El país alcanzó el "Día de la Independencia tributaria": de qué se trata

Los ciudadanos destinaron de forma teórica la totalidad de sus ingresos generados durante el primer semestre para cubrir las obligaciones fiscales del año.

Los contribuyentes argentinos dejaron de trabajare exclusivamente para hacer frente al pago de sus impuestos anuales, de acuerdo con las conclusiones de un estudio económico privado. 

Hasta el 1 de julio, la totalidad de los ingresos generados por un trabajador promedio se destinó, bajo un esquema teórico, a saldar las cargas fiscales nacionales, provinciales y municipales, estableciendo la fecha clave del cambio de ciclo financiero individual el 2 de julio.

El concepto técnico de "independencia tributaria" mide de manera precisa la cantidad de jornadas que debe completar un ciudadano para cumplir con el fisco antes de percibir ingresos netos de gravámenes. Un informe del Instituto Argentino de Análisis Fiscal (IARAF) determinó que un asalariado promedio necesitó destinar entre 172 y 182 días del año en curso para cubrir sus obligaciones con las distintas órbitas del Estado.

Los datos recolectados indicaron que la carga tributaria integral sobre los ciudadanos osciló entre el 47,2% y el 49,9% del ingreso bruto total percibido. Los especialistas destacaron la existencia de una baja dispersión en dichos porcentajes, lo que reflejó una llamativa uniformidad en la presión fiscal sobre los diferentes estratos de la pirámide salarial analizada.

A raíz de este comportamiento homogéneo, el documento advirtió sobre distorsiones estructurales en el sistema, poniendo de manifiesto una marcada regresividad en el esquema de recaudación vigente. Esta dinámica implica que los sectores de ingresos medios y medios-altos presentaron una carga proporcionalmente inferior, de entre 1,5 y 2 puntos porcentuales, respecto de los perfiles que perciben menores remuneraciones.

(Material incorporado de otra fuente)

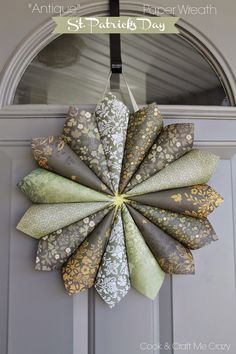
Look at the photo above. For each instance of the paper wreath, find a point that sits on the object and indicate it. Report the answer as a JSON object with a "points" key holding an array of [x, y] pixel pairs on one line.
{"points": [[119, 200]]}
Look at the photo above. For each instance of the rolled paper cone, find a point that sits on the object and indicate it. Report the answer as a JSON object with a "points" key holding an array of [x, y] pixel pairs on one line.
{"points": [[42, 186], [146, 275], [197, 201], [195, 167], [79, 272], [172, 257], [54, 154], [143, 129], [42, 219], [173, 142], [112, 281], [82, 135], [54, 249], [112, 118], [193, 233]]}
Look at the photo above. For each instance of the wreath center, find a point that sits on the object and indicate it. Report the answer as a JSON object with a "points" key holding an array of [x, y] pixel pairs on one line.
{"points": [[119, 199]]}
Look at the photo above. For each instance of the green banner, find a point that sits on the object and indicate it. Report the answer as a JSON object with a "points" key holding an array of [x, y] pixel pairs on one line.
{"points": [[123, 24]]}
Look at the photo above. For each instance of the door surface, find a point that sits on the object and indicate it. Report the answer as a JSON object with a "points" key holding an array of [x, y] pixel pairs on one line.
{"points": [[38, 317]]}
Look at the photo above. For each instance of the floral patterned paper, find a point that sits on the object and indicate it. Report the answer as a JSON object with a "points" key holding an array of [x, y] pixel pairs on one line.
{"points": [[112, 282], [173, 257], [145, 273], [79, 272], [193, 233], [112, 117], [54, 154], [173, 142], [197, 201], [55, 248], [144, 126], [195, 167], [82, 135], [118, 203]]}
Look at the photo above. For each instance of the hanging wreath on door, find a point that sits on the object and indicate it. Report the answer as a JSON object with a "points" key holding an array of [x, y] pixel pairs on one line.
{"points": [[119, 200]]}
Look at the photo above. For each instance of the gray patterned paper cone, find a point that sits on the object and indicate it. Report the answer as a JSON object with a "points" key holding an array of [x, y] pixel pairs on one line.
{"points": [[112, 117], [112, 281]]}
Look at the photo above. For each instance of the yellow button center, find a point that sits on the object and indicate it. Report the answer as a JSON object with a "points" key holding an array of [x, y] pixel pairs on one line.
{"points": [[119, 199]]}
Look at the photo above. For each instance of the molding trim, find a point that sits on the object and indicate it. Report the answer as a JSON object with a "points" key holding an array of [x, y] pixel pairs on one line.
{"points": [[33, 44]]}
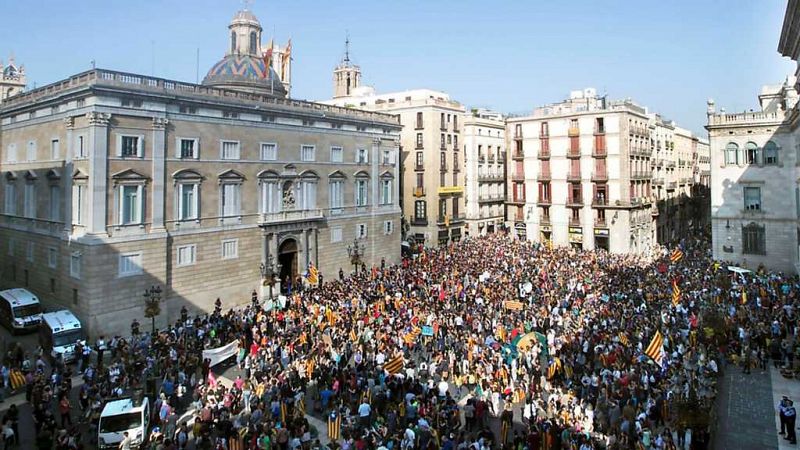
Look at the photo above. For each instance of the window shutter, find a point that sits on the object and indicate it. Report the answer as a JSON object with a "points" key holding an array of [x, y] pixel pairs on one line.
{"points": [[140, 147]]}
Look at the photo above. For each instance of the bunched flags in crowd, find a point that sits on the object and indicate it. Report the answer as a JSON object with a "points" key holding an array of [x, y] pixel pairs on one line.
{"points": [[655, 350]]}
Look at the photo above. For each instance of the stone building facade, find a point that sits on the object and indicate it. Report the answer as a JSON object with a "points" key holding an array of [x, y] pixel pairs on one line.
{"points": [[115, 182], [484, 174]]}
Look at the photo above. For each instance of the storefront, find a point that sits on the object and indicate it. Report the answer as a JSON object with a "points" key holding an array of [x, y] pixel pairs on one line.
{"points": [[576, 237], [601, 239]]}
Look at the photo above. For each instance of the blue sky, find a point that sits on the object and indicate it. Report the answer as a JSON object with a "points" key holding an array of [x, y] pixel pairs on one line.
{"points": [[506, 55]]}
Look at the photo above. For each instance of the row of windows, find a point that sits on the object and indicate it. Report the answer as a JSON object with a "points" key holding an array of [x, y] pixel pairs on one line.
{"points": [[132, 146], [752, 154]]}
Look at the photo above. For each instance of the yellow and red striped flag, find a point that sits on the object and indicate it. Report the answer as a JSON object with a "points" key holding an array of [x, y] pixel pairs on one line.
{"points": [[656, 348]]}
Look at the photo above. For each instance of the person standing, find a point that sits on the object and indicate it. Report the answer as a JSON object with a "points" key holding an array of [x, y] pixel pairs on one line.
{"points": [[791, 416]]}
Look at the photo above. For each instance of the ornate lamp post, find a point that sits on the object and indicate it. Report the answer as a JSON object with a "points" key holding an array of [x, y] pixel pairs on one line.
{"points": [[355, 252], [268, 274], [152, 304]]}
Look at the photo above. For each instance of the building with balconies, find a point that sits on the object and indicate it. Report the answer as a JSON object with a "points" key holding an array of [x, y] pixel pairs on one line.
{"points": [[115, 182], [484, 160]]}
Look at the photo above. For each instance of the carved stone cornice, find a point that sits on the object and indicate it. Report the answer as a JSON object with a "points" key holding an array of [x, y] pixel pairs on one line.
{"points": [[96, 118], [159, 123]]}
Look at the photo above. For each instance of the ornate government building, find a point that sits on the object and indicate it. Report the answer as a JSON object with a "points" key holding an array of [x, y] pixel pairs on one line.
{"points": [[115, 182]]}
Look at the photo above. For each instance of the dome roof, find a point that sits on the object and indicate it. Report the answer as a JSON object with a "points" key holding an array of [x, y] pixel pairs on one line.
{"points": [[245, 73]]}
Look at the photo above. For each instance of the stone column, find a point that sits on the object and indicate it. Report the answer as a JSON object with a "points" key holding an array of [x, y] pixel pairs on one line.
{"points": [[66, 177], [159, 162], [98, 172]]}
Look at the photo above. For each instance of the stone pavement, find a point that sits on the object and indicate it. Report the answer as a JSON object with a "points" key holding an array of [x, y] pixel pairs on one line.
{"points": [[745, 412]]}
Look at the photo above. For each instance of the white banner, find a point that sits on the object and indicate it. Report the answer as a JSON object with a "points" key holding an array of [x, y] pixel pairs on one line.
{"points": [[219, 354]]}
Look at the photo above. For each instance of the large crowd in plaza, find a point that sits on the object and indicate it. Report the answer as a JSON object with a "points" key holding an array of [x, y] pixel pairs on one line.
{"points": [[435, 353]]}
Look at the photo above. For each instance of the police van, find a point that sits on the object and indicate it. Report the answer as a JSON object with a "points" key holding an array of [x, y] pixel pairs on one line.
{"points": [[58, 334], [20, 310], [129, 415]]}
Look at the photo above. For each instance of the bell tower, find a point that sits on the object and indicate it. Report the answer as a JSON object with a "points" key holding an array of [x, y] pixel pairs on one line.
{"points": [[245, 35], [346, 76], [12, 79]]}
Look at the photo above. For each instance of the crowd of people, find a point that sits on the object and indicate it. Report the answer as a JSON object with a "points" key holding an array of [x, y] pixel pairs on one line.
{"points": [[484, 344]]}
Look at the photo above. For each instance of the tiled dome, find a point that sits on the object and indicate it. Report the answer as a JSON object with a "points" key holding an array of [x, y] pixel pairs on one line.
{"points": [[245, 73]]}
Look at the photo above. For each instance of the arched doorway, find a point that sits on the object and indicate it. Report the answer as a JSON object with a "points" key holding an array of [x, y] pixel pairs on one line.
{"points": [[287, 257]]}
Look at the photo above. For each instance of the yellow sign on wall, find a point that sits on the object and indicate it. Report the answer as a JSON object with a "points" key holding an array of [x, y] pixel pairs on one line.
{"points": [[451, 190]]}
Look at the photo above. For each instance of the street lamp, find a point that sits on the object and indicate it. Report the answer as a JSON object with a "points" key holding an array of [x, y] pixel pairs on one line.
{"points": [[268, 274], [355, 252], [152, 306]]}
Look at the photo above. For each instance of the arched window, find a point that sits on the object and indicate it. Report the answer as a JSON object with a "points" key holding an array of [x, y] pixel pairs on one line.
{"points": [[253, 42], [732, 154], [770, 153], [751, 153]]}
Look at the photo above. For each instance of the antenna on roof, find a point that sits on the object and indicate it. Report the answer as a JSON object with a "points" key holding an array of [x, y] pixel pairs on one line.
{"points": [[347, 47]]}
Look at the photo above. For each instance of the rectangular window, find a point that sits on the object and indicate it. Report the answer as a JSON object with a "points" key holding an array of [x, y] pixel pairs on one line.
{"points": [[361, 192], [130, 203], [187, 201], [186, 254], [130, 146], [307, 153], [229, 150], [336, 194], [230, 200], [361, 231], [55, 149], [31, 153], [337, 154], [361, 156], [30, 200], [188, 148], [386, 192], [130, 264], [79, 206], [420, 209], [11, 198], [55, 203], [269, 151], [75, 265], [752, 198], [52, 257]]}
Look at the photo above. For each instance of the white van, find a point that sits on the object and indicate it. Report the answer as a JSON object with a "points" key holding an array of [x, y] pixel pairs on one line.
{"points": [[20, 310], [59, 333], [123, 415]]}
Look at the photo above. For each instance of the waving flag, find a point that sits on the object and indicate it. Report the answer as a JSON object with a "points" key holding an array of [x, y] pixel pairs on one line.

El análisis técnico identificó que el primer factor de distorsión surge del impacto de los aportes personales destinados a la seguridad social. Mientras que para el escalafón de ingresos más bajos estas obligaciones representaron el 13,7% de sus recursos totales, para el segmento con mayor poder adquisitivo la incidencia real descendió de forma notable al 6,3%.

Finalmente, el segundo factor determinante en la regresividad fiscal se vinculó directamente a la incidencia de los tributos indirectos, como el Impuesto al Valor Agregado (IVA), que terminan afectando con mayor severidad a los sectores vulnerables que destinan la totalidad de su sueldo al consumo de bienes básicos, profundizando la brecha tributaria en el entramado social.